A thousand scientists gathered together to understand cancer: Alternal Results Reached

More than a thousand scientists have developed the most detailed picture of cancer of all time in an extraordinary study. They said the cancer was like a thousand-part picture, and that until now, 99% of the parts were missing. Their studies, published in Nature magazine, offered an almost [...] picture.
They said the cancer was like a thousand-part picture, and that until now, 99% of the parts were missing.
Their studies, published in Nature magazine, offered an almost complete picture of all cancers, writes the BBC, renders Periscope.
These pictures could allow the treatment to take place in each patient with a unique tumor or to develop ways of finding cancer in earlier stages.
The consortium of Pan-cancerosis of all Genome analyzed the genetic code of two thousand and 658 cancers.
1 per cent
Cancer is a corrupt version of our healthy cells... mutations in our DNA that change our cells... until they eventually grow up and divide them uncontrollably.
All of our understanding of this process comes from the sets of genetic instructions for the building of proteins in the body.
This is only 1 percent of all genomes,” said Dr.

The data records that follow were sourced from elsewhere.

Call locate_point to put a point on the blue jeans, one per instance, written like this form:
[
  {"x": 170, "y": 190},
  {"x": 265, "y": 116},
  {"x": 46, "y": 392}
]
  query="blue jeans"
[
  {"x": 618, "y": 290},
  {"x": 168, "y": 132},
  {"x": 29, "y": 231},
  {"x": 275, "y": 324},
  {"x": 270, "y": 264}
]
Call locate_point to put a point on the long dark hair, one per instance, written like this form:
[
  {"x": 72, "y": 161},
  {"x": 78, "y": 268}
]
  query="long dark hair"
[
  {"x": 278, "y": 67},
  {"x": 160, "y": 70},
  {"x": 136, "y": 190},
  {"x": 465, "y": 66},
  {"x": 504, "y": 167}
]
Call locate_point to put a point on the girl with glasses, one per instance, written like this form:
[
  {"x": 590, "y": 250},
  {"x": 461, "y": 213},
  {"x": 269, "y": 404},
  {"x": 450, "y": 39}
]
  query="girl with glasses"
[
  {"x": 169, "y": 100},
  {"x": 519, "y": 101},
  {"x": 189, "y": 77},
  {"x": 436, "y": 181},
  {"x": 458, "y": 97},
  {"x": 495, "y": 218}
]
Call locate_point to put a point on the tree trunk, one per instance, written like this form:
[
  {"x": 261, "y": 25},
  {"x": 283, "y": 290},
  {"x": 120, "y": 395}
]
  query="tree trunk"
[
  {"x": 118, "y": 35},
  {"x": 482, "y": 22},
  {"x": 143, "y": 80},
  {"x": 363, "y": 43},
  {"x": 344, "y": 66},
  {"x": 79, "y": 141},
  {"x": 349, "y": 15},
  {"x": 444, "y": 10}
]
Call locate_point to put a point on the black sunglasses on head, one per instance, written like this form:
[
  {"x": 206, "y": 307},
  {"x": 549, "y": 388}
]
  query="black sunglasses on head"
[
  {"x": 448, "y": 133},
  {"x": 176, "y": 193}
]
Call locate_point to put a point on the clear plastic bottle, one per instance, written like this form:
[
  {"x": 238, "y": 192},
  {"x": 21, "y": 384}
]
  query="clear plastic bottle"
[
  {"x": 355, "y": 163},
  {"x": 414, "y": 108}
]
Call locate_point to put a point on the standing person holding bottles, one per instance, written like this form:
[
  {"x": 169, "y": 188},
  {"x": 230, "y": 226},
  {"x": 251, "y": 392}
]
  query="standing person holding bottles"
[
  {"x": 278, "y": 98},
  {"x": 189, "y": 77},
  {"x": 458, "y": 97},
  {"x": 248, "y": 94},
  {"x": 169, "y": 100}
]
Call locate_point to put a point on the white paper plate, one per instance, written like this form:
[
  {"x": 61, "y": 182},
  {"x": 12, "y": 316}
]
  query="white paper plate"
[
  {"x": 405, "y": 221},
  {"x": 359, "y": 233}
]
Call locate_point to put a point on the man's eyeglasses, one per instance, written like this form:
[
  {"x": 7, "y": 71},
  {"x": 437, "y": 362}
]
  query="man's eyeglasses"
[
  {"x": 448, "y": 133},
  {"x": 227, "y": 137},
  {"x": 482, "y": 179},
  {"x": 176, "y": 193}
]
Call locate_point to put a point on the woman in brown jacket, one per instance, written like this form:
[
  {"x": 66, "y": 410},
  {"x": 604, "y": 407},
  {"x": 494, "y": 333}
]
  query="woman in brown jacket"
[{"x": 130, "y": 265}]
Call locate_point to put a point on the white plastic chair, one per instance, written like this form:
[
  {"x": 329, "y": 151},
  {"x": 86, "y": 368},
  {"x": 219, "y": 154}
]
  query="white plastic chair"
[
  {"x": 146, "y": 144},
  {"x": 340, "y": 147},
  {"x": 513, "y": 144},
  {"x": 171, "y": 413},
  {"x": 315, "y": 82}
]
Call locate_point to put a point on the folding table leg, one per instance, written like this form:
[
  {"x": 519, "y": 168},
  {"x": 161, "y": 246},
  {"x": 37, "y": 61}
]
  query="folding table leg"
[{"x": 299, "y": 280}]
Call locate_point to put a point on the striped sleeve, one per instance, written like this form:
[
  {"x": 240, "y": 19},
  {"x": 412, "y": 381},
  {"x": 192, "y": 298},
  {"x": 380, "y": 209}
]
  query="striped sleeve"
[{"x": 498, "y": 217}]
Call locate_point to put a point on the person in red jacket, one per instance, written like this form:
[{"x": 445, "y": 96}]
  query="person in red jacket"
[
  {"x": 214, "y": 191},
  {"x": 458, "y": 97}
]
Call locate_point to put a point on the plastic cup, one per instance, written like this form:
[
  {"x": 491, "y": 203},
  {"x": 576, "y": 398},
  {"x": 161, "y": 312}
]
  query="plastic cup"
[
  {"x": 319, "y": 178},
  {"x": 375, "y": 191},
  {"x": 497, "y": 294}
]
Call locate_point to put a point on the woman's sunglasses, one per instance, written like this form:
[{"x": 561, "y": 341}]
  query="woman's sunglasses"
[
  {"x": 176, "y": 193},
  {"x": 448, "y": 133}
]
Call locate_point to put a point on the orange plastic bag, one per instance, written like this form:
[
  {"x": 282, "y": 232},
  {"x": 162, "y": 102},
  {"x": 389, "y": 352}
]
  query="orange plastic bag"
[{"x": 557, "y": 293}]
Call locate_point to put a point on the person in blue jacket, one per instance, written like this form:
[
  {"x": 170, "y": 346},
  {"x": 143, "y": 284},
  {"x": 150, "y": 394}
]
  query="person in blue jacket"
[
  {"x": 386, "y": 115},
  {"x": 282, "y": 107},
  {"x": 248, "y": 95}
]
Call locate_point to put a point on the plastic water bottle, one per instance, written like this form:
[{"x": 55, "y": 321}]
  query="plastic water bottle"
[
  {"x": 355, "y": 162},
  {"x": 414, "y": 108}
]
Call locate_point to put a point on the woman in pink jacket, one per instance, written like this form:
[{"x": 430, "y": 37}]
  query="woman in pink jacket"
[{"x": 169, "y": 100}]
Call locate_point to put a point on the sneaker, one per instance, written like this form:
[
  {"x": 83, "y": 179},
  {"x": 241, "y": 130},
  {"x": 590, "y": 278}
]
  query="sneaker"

Lincoln Stein of the Ontario Institute for Cancer Research.
He said doctors had been “in darkness” when they treated nearly a third of the patients until they knew why their cells had become cancerous.
This major study had teams from 37 countries around the world for more than a decade to figure out what happened to 99 percent of other genomes.
This great work shows that cancer is massively complex, with thousands of different mutation combinations capable of causing cancer.
Which Leads to Cancer
The project found that human cancers contain, on average, between four and five fundamental mutations that lead to cancer growth.
There are many missing pieces that can be detonated with treatment and that attack these <x0 mites leading to cancer”.
“Finally, what we want to do is to use these technologies to identify treatments that develop in each individual patient,” said Dr. Peter Campbell, of Wellcome Sanger Institute.